By using natural language processing and machine learning, we could identify people who inject drugs in thousands of notes in a matter of minutes compared to several weeks that it would take a manual reviewer to do this. This would allow health systems to identify PWIDs to better allocate resources like syringe services programs and substance use and mental health treatment for people who use drugs.
Dr. David Goodman-Meza
Limitations to the study include potentially poor documentation by providers. The dataset utilized spans the years 2003 to 2014, however, the epidemic of injectable drug use has since changed from heroin and prescription opioids to synthetic opioids like fentanyl, which the algorithm might not recognize because there aren’t many cases of that medication in the dataset from which it learnt the categorization.
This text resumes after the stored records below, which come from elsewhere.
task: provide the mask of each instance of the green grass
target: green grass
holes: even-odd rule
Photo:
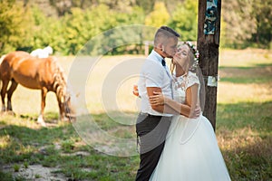
[[[251,58],[250,52],[222,53],[216,134],[232,180],[267,181],[272,180],[272,61],[270,54],[259,53],[258,59]],[[109,62],[101,66],[110,66]],[[71,61],[62,63],[69,67]],[[100,77],[95,80],[97,82],[101,81]],[[66,180],[134,180],[139,157],[109,156],[84,143],[71,123],[56,122],[56,105],[51,104],[55,102],[54,96],[47,100],[45,110],[45,120],[51,126],[37,125],[39,95],[39,91],[28,93],[28,90],[19,88],[14,98],[16,116],[0,116],[0,166],[11,167],[9,171],[0,167],[1,180],[27,180],[24,176],[15,175],[15,167],[26,168],[33,165],[42,165],[44,169],[54,167],[52,175],[64,176]],[[93,92],[92,95],[100,98]],[[111,112],[113,119],[120,120],[116,122],[99,110],[98,100],[87,104],[92,105],[92,111],[99,110],[92,112],[99,128],[116,137],[134,137],[134,126],[121,124],[132,123],[136,114],[133,110],[127,111],[123,117]],[[32,180],[42,176],[34,175]]]

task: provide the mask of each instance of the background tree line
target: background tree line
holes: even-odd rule
[[[182,40],[197,40],[198,1],[0,0],[0,7],[1,53],[50,45],[60,54],[76,54],[97,34],[131,24],[167,24],[180,33]],[[270,48],[271,7],[272,0],[223,0],[221,47]],[[113,43],[126,38],[114,37],[110,34]],[[133,45],[111,53],[140,52],[143,46]]]

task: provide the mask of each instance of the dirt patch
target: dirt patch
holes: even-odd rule
[[[247,69],[228,67],[219,69],[219,72],[220,77],[272,77],[272,66],[254,67]]]
[[[11,173],[15,177],[24,177],[27,180],[44,181],[44,180],[58,180],[66,181],[67,177],[62,173],[58,173],[57,167],[44,167],[42,165],[32,165],[26,168],[21,166],[18,172],[15,172],[13,165],[3,166],[3,171]]]

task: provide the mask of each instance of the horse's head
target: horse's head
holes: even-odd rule
[[[64,116],[70,119],[70,121],[76,120],[76,97],[73,93],[66,92],[61,100],[63,108]]]

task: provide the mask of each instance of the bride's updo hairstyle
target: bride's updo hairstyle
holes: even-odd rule
[[[198,65],[199,65],[199,52],[195,45],[193,45],[190,42],[185,42],[183,44],[186,44],[189,48],[189,52],[191,53],[189,54],[189,71],[192,72],[196,72]]]

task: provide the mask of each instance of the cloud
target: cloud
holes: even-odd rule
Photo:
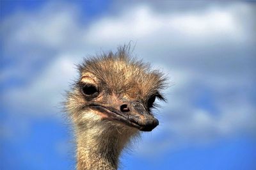
[[[166,136],[161,147],[255,132],[255,51],[247,24],[253,18],[249,5],[162,13],[140,4],[88,23],[79,20],[77,6],[55,7],[49,4],[33,15],[20,12],[1,24],[6,33],[4,58],[15,61],[2,70],[1,79],[28,82],[4,92],[12,112],[55,114],[61,93],[77,75],[74,63],[134,40],[134,54],[160,66],[175,82],[167,91],[169,102],[159,111],[162,125],[153,132]]]

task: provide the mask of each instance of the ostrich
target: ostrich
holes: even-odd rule
[[[130,57],[129,46],[84,59],[67,92],[65,107],[74,125],[77,169],[116,169],[122,150],[140,131],[158,125],[151,109],[166,100],[166,78]]]

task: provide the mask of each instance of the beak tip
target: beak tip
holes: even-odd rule
[[[159,121],[157,119],[148,120],[145,126],[141,127],[140,130],[144,132],[150,132],[159,125]]]

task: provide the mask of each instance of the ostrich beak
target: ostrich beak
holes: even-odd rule
[[[156,127],[158,120],[149,113],[140,102],[116,102],[115,104],[92,104],[90,107],[108,116],[108,119],[121,121],[125,125],[149,132]]]

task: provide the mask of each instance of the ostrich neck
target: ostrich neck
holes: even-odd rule
[[[118,157],[131,135],[116,128],[102,130],[99,127],[77,134],[77,170],[116,169]]]

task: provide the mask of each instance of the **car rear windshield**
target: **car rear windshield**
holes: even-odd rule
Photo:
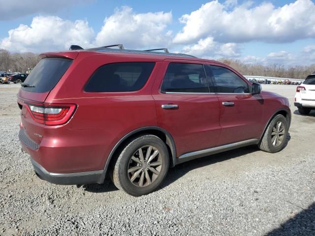
[[[30,86],[22,87],[26,91],[45,92],[50,91],[68,69],[72,60],[64,58],[44,58],[34,67],[24,81]]]
[[[303,82],[304,85],[315,85],[315,75],[309,75]]]
[[[137,91],[146,84],[155,62],[117,62],[104,65],[94,72],[84,88],[86,92]]]

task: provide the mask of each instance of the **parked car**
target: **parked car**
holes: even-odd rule
[[[0,84],[9,84],[8,77],[11,75],[6,72],[0,74]]]
[[[22,73],[12,75],[9,76],[8,81],[9,82],[14,83],[14,84],[21,84],[25,81],[28,75],[28,74]]]
[[[19,137],[42,179],[101,183],[109,175],[140,196],[180,163],[284,147],[286,98],[218,61],[120,48],[41,54],[21,84]]]
[[[294,106],[297,107],[302,115],[308,115],[315,109],[315,74],[309,75],[296,88]]]

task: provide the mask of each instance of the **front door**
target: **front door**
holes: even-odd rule
[[[252,95],[251,86],[236,73],[222,66],[205,65],[220,106],[222,128],[218,146],[260,138],[263,100]]]
[[[158,125],[172,135],[179,156],[217,145],[220,108],[202,64],[173,61],[163,63],[153,96]]]

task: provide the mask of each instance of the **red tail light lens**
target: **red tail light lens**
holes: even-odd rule
[[[76,105],[29,103],[27,107],[36,122],[46,125],[60,125],[69,121],[74,113]]]
[[[297,92],[300,92],[300,91],[304,91],[305,90],[305,87],[303,87],[303,86],[298,86],[296,88],[296,91]]]

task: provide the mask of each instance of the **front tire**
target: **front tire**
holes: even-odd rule
[[[169,165],[168,151],[158,137],[132,139],[112,167],[111,177],[119,189],[134,196],[148,194],[164,180]]]
[[[311,108],[306,107],[298,107],[298,110],[301,115],[309,115],[311,112]]]
[[[286,143],[288,127],[282,115],[276,116],[266,129],[258,147],[260,150],[275,153],[281,151]]]

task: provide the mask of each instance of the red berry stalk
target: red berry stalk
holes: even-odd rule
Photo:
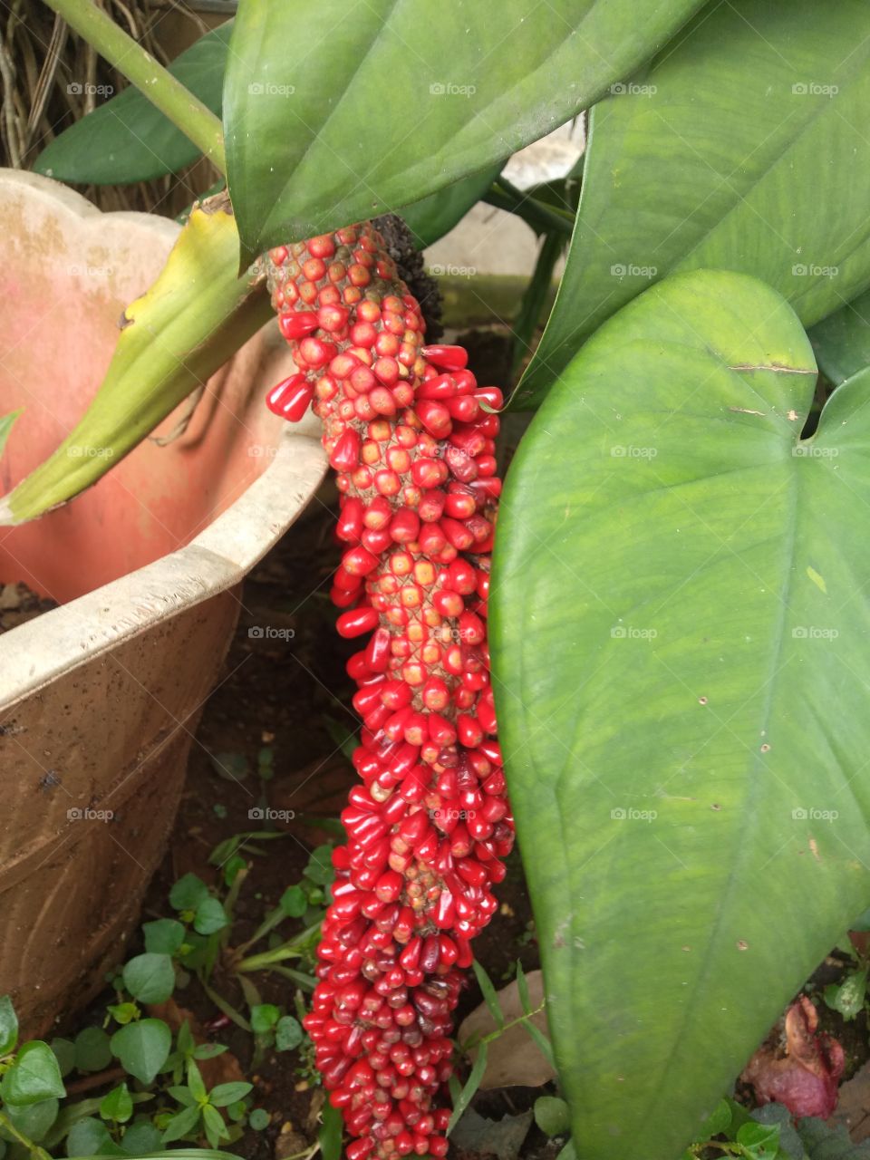
[[[298,374],[338,472],[333,601],[363,720],[334,901],[305,1027],[356,1137],[349,1160],[443,1157],[451,1013],[513,844],[490,686],[486,600],[501,391],[461,347],[423,346],[420,306],[363,224],[267,258]]]

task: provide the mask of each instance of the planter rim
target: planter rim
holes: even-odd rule
[[[184,548],[3,633],[0,710],[238,583],[325,473],[319,440],[284,430],[266,471]]]
[[[0,168],[0,184],[60,203],[89,231],[111,218],[147,224],[167,242],[180,232],[177,223],[152,213],[103,213],[42,174]],[[262,474],[186,546],[0,636],[0,710],[238,583],[290,527],[326,473],[318,429],[313,416],[295,429],[285,426]]]

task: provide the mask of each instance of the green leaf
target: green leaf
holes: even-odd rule
[[[195,911],[209,898],[209,887],[195,873],[186,873],[169,891],[169,906],[176,911]]]
[[[139,1014],[136,1003],[108,1003],[106,1010],[116,1023],[130,1023]]]
[[[853,971],[836,986],[825,988],[825,1002],[849,1022],[864,1009],[867,998],[867,967]]]
[[[194,1100],[203,1102],[206,1099],[205,1083],[202,1078],[202,1072],[196,1066],[196,1060],[188,1059],[187,1061],[187,1086],[190,1089],[190,1095]]]
[[[508,472],[493,686],[583,1160],[679,1155],[867,906],[870,372],[800,441],[814,384],[775,291],[679,275]]]
[[[546,1136],[563,1136],[571,1131],[568,1105],[553,1095],[539,1095],[535,1101],[535,1123]]]
[[[39,1144],[58,1117],[60,1104],[57,1100],[41,1100],[39,1103],[22,1108],[13,1103],[3,1108],[15,1128],[29,1140]]]
[[[172,1032],[160,1018],[129,1023],[111,1037],[113,1054],[143,1083],[151,1083],[166,1063],[171,1046]]]
[[[137,955],[123,970],[124,986],[140,1003],[162,1003],[175,986],[175,971],[168,955]]]
[[[224,86],[245,251],[407,205],[494,165],[623,80],[697,7],[552,0],[532,19],[525,0],[248,0]]]
[[[870,283],[870,8],[711,0],[689,28],[593,110],[567,266],[520,406],[670,271],[753,274],[805,324]]]
[[[198,1047],[194,1047],[194,1059],[213,1059],[216,1056],[223,1056],[225,1051],[226,1044],[201,1043]]]
[[[278,1021],[281,1012],[275,1003],[256,1003],[251,1008],[251,1027],[256,1035],[271,1031]]]
[[[196,1103],[194,1093],[189,1087],[187,1087],[187,1085],[173,1083],[172,1087],[167,1088],[167,1092],[173,1100],[177,1100],[179,1103],[183,1104],[186,1108],[193,1108]]]
[[[341,1160],[341,1136],[345,1129],[341,1112],[327,1100],[324,1104],[322,1124],[317,1134],[322,1160]]]
[[[399,215],[413,233],[416,248],[432,246],[462,222],[495,181],[503,166],[503,160],[496,161],[495,165],[478,169],[412,205],[403,205]]]
[[[759,1124],[775,1124],[780,1129],[780,1151],[776,1153],[776,1160],[806,1160],[804,1145],[795,1131],[791,1112],[784,1104],[766,1103],[752,1112],[752,1118]],[[735,1126],[732,1121],[732,1132]]]
[[[748,1157],[773,1158],[780,1151],[778,1124],[744,1124],[737,1133],[737,1143],[742,1144]]]
[[[196,907],[194,929],[201,935],[213,935],[230,925],[226,911],[217,898],[204,898]]]
[[[128,1155],[147,1155],[160,1151],[160,1129],[147,1121],[130,1124],[124,1132],[121,1147]]]
[[[173,1116],[164,1130],[162,1143],[172,1144],[173,1140],[180,1140],[182,1136],[189,1136],[200,1123],[201,1111],[200,1104],[195,1103],[190,1108],[184,1108],[177,1116]]]
[[[292,1051],[303,1041],[302,1023],[292,1015],[282,1015],[275,1024],[275,1047],[277,1051]]]
[[[477,979],[478,986],[484,995],[484,1002],[490,1008],[490,1014],[495,1021],[498,1028],[505,1025],[505,1015],[501,1010],[501,1003],[499,1002],[499,996],[495,993],[495,987],[490,976],[486,973],[486,969],[477,959],[472,959],[471,966],[474,971],[474,978]]]
[[[29,1107],[41,1100],[61,1099],[66,1088],[55,1052],[42,1039],[26,1043],[0,1082],[3,1103]]]
[[[229,1108],[237,1100],[244,1100],[248,1092],[254,1090],[253,1083],[218,1083],[209,1093],[209,1102],[216,1108]]]
[[[220,1140],[230,1139],[230,1132],[226,1130],[224,1117],[217,1108],[212,1108],[210,1103],[206,1103],[202,1109],[202,1118],[205,1125],[205,1134],[212,1148],[216,1148]]]
[[[101,1027],[86,1027],[73,1041],[75,1067],[80,1072],[102,1072],[111,1063],[109,1037]]]
[[[61,1075],[68,1075],[75,1066],[75,1044],[72,1039],[52,1039],[49,1044],[55,1052],[55,1059]]]
[[[6,441],[9,438],[9,433],[15,425],[15,420],[23,413],[23,407],[19,407],[17,411],[10,411],[8,415],[0,418],[0,455],[3,454],[3,448],[6,447]],[[8,999],[8,995],[5,995],[3,998]],[[0,1052],[0,1054],[2,1054],[2,1052]]]
[[[839,386],[870,367],[870,291],[858,295],[810,329],[819,370]]]
[[[288,886],[278,899],[278,906],[291,919],[300,919],[309,908],[309,900],[302,886]]]
[[[812,1116],[799,1119],[797,1131],[810,1160],[868,1160],[870,1157],[870,1143],[853,1144],[843,1124],[831,1129],[824,1119]]]
[[[719,1100],[701,1129],[695,1133],[693,1143],[703,1144],[712,1139],[713,1136],[718,1136],[719,1132],[726,1132],[728,1128],[731,1128],[731,1107],[727,1100]]]
[[[270,1122],[271,1116],[266,1108],[254,1108],[248,1116],[248,1128],[253,1128],[255,1132],[262,1132],[263,1129],[269,1126]]]
[[[469,1078],[465,1080],[465,1083],[463,1086],[462,1092],[459,1093],[458,1099],[454,1101],[454,1111],[452,1115],[450,1116],[450,1123],[447,1125],[448,1136],[459,1123],[462,1114],[465,1111],[471,1101],[474,1099],[474,1094],[477,1093],[477,1089],[480,1087],[480,1080],[484,1078],[484,1072],[486,1071],[486,1056],[487,1056],[487,1045],[486,1043],[481,1042],[480,1044],[478,1044],[477,1058],[474,1059],[471,1073],[469,1074]]]
[[[19,1042],[19,1016],[9,995],[0,996],[0,1056],[8,1056]]]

Finally, given that the conclusions are solely based on data from the Veterans Administration, they could not be applicable to other situations.
The use of this artificial intelligence model accelerates the identification of PWIDs dramatically, which may enhance clinical judgment, healthcare research, and administrative surveillance.
“By using natural language processing and machine learning, we could identify people who inject drugs in thousands of notes in a matter of minutes compared to several weeks that it would take a manual reviewer to do this,” said lead author Dr. David Goodman-Meza, assistant professor of medicine in the division of infectious diseases at the David Geffen School of Medicine at UCLA. “This would allow health systems to identify PWIDs to better allocate resources like syringe services programs and substance use and mental health treatment for people who use drugs.”
The study’s other researchers are Dr. Amber Tang, Dr. Matthew Bidwell Goetz, Steven Shoptaw, and Alex Bui of UCLA; Dr. Michihiko Goto of the University of Iowa and Iowa City VA Medical Center; Dr. Babak Aryanfar of VA Greater Los Angeles Healthcare System; Sergio Vazquez of Dartmouth College; and Dr. Adam Gordon of the University of Utah and VA Salt Lake City Health Care System. Goodman-Meza and Goetz also have appointments with VA Greater Los Angeles Healthcare System.